Smaller local convenience stores in Canada, often had a CC charge added probably 20 or more years ago.
First time I personally experienced a credit/cash price discrepancy was around 2004, but I’m sure it was happening before that, I was just new to that level of economic participation.
In the early days of CC you were charged per transaction.
Then you weren’t.
Now they’re doing it again.
I’ve seen it vary by card and vendor many times.
Edit: by Early Days I mean when electronic clearing became ubiquitous in the early 90’s, as the clearing houses charged per cleared transaction. Before that you literally mailed the card that was imprinted via the credit card machine.
I’ve been in the POS business for 25 years, and deal with the credit card side a lot.

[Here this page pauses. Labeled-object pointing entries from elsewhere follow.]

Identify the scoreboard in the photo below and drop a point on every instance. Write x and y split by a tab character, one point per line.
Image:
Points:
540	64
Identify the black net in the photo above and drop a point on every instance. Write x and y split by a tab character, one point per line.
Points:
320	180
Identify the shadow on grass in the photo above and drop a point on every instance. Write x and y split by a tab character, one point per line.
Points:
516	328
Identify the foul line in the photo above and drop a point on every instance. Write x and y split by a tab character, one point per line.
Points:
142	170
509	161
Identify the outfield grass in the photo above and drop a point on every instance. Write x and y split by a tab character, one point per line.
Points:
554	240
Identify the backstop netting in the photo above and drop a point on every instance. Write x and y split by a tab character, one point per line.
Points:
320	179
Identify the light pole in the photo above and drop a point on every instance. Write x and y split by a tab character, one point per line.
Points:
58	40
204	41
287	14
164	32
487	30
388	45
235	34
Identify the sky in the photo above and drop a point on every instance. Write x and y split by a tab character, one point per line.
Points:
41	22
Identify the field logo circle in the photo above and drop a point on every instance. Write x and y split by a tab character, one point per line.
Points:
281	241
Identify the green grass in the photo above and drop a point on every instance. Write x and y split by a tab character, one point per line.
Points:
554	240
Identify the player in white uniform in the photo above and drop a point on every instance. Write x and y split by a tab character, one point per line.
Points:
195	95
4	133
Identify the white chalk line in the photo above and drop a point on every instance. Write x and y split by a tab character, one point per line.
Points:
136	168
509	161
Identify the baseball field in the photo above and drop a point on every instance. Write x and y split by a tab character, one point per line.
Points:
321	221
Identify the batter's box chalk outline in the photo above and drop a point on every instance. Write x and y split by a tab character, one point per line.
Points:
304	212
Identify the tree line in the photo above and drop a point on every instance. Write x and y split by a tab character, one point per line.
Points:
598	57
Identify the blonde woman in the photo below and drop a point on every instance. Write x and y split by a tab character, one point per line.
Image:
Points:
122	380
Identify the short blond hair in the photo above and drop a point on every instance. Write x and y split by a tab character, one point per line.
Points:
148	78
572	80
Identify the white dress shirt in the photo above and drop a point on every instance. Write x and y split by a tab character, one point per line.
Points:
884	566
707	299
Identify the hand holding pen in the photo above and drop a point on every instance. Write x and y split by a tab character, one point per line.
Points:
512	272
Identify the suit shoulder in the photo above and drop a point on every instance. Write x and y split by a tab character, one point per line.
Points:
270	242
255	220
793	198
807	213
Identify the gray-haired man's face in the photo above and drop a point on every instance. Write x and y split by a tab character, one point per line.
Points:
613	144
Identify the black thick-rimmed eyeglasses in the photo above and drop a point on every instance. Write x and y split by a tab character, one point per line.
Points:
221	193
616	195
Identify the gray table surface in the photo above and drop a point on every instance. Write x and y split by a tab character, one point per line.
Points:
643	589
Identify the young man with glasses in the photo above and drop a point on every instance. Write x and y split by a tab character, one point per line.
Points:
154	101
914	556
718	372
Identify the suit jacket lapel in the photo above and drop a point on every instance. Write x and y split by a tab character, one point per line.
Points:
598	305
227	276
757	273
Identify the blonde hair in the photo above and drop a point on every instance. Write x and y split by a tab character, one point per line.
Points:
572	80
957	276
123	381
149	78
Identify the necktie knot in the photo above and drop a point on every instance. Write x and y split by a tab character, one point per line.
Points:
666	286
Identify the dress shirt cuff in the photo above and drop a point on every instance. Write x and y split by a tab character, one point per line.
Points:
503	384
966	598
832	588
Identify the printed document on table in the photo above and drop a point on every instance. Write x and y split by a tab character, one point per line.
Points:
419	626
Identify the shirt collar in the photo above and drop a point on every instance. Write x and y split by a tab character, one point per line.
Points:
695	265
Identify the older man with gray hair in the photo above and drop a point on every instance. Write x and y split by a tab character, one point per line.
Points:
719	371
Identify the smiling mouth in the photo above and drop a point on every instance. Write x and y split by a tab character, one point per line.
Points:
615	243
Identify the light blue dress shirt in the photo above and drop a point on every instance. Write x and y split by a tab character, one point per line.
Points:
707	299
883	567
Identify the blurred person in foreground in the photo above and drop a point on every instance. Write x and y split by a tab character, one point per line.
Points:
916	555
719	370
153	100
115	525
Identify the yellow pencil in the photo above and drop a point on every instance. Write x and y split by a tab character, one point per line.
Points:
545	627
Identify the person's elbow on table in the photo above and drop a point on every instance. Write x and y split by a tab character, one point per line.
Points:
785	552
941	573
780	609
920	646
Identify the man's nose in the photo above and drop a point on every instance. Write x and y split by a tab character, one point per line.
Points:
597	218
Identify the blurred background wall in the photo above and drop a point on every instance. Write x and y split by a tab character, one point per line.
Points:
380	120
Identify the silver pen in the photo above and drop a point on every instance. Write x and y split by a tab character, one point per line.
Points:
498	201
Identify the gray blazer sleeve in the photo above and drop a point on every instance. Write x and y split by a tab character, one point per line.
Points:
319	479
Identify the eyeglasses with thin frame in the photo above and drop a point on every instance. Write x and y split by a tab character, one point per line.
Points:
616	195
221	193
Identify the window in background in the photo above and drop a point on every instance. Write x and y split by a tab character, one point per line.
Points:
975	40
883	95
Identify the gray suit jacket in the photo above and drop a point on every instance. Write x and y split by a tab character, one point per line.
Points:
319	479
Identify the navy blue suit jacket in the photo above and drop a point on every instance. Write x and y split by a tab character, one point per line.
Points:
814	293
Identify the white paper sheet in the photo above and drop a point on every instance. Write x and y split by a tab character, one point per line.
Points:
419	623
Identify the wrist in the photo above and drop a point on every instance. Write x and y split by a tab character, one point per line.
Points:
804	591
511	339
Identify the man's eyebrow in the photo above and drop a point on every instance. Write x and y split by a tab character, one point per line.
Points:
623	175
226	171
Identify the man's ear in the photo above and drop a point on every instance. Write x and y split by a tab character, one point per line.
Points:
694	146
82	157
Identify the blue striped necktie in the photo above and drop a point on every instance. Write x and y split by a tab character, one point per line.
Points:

A very large part of this is POS companies often have a relationship with the credit card processor (or are owned by a processor), and make a lot of money from the processing fees. The higher the fee on the processing account, the more they make.
So they convince the merchant (restaurant or store) that they can have a free system by passing the cost to the customer. Often times they are just waiving the monthly subscription fee, but some will also give the merchant free hardware as well (with a multi year contract).
Then they jack up the fees on the processing side: Since the merchant no longer has to pay the 2.5% - 3% fee that they were paying before, they allow the credit card / POS company to charge them 3% - 4%, and then pass it to the customer.